ABSTRACT

Introduction The Marshes of the lower Tigris and Euphrates riparian system have attracted substantial attention in recent years, particularly since the fall of Saddam Hussein’s regime in 2003. Persistent and pervasive desiccation of the wetlands and emigration by former inhabitants led to a process labelled as ‘one of the greatest ecological crimes of the 20th century’. In response an international coalition of ecologists, engineers, national governments and non-governmental organizations (NGOs) has formed with the explicit goal of restoring the ecology and culture of the Marshes (Twair 2003). The United Nations has committed to restoration, offering expertise and multiple forms of capital, while Iraq has formed bilateral restoration ties with Canada, Ireland, Italy and Japan. Restoration of the Marshes, in sum, has become a project of global interest. This chapter critically interrogates the emerging process to restore the Marshes.
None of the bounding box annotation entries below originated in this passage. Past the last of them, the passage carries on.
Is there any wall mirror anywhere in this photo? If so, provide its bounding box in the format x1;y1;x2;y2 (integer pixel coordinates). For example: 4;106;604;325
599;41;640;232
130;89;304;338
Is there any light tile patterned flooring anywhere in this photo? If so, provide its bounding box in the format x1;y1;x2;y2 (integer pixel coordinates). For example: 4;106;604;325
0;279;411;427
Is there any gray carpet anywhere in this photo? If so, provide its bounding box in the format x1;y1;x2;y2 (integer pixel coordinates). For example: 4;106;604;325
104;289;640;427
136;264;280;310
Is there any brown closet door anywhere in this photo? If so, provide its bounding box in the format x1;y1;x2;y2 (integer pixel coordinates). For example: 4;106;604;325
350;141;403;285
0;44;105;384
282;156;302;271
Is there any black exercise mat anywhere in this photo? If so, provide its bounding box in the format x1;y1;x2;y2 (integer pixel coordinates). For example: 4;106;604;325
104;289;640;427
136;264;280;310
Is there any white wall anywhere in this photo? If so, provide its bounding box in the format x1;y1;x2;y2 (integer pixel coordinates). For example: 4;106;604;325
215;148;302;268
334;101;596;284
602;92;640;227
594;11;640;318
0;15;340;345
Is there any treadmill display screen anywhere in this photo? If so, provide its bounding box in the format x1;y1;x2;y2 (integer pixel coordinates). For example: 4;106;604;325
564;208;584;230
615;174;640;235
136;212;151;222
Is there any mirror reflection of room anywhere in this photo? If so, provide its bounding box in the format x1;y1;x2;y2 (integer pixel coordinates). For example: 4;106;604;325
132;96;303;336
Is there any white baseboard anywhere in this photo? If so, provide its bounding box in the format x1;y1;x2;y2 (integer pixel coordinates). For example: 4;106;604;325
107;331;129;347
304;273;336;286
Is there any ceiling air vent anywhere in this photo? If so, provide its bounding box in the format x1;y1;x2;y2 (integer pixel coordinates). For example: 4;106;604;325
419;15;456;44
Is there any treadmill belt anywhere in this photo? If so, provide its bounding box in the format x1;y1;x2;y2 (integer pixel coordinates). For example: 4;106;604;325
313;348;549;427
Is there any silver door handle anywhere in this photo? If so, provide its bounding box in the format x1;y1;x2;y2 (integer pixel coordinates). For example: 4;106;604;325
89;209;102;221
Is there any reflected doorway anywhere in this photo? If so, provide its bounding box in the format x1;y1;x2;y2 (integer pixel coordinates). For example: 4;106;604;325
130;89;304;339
It pays particular attention to the interrelated concepts of ‘destruction’ and ‘restoration’. Specifically, the chapter seeks to understand how certain oversimplified narratives of destruction legitimize intervention in the shape of restoration. A better understanding of how environmental change is conceptualized, how such understandings as well as the direction of restoration are shaped by the security concerns of regional and international powers, and how the communities that depend on the water resources that feed and comprise the Marshes will be affected have relevance beyond the Iraqi context. Specifically, the chapter seeks to engage with three areas of academic and policy debates in environmental security, sustainable rural development and water scarcity. First, the chapter demonstrates how the larger geopolitical climate in the Middle East has set the tone and direction of the restoration efforts of the Marshes. While it is not entirely possible to claim that the Marshes had not been an object of international interest before the recent occupation of Iraq by US-led forces (Adriansen 2004), it is evident that the designs of the United States on Iraq and the larger area were directly related the emergence of restoration as a legitimate policy goal. Directly following from this point, the second and arguably the most significant contribution the chapter makes concerns the politicization of the project of restoration. In so doing, it is argued that restoration, defined

as ‘returning the system to a close approximation of the predisturbance ecosystem’ (NRC 1992: 293), is inherently political, guided by selective interpretations of past ecological characteristics and various political, economic and geographical processes that resulted in environmental change. The constellation of actors that came together to design and execute the project have adapted an approach that is redolent with the discourse of ‘liberation’. Thus the attempt to create ‘New Eden’ (Iraq 2006) as the leading organization involved in the project is called can be accurately understood not merely as a scientific undertaking but as part of ongoing political economic transition in the Middle East. Lessons learned from the Marshes will have resonance for the ongoing efforts in Central Asia for the restoration of the Aral Sea (Weinthal 2002). Much like the Marshes, the Aral Sea has become an international emblem of brazen policies that wreaked havoc on a precious ecosystem on which many based their livelihoods (see also Chapters 5, 9 and 12, this volume). Third, the interrelation between the changing waterscape of the Marshes and agricultural development can help broaden the study of agrarian development in reclaimed or restored landscapes, which remains surprisingly weak. A number of developmental states are currently manipulating arid landscapes with a view to opening them up for intensive agriculture, such as the ‘Great Valley Development Project’ in Egypt, the ‘Southeastern Anatolia Project’ in Turkey and the ‘Develop the Great Northwest’ programme in China (Nielsen and Adriansen 2005; Çarkoğlu and Eder 2005; Becquelin 2000; Spoor and Shi 2008). The discussion of how ecosystem transformation is a profoundly complex process with far-reaching political, economic, social and cultural implications is of direct relevance to these ongoing attempts at reclamation as well.